Abstract

Scalability of Multiphase Transport Processes using Advanced Flow Reactors

Simon Kuhn, Associate Professor, Katholieke Universiteit Leuven

Using microstructured devices in chemical engineering provides several advantages over conventional, and mostly batch, reaction systems. Due to the decrease in length scale an increased surface-to-volume ratio is obtained, which is beneficial to lead to enhanced mass and heat transfer coefficients. In addition, the typically small volumes allow for safer handling of hazardous materials. Consequently, microchemical devices are widely applied as tools for rapid experimentation, reaction screening, and shortening of product development cycles. However, in terms of economical production, microsystems lack sufficient throughput which might not be solved by scaling-out (numbering up) due to fluid maldistribution issues and the resulting distribution of residence times across devices.

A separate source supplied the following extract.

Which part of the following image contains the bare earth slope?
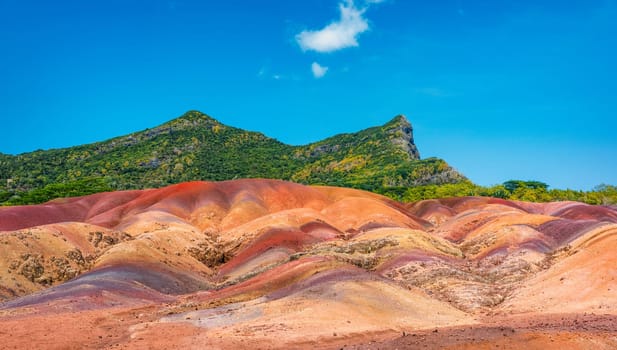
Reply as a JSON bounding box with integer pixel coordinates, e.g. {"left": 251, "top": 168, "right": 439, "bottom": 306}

Thus it is desirable to develop continuous mini reaction systems on the millimeter scale, which combine the advantages of microreactors with the throughput of conventional batch reactor systems. To perform this step detailed knowledge about the mass and heat transfer mechanisms in these devices is needed. This talk will present a detailed experimental heat and mass transfer study of micro- and milli-scale reactors to predict the scalability of heat and mass transfer coefficients across several orders of length scale. Furthermore, a modelling strategy based on computational fluid dynamics (CFD) is presented which enables further design improvements of advanced flow reactors.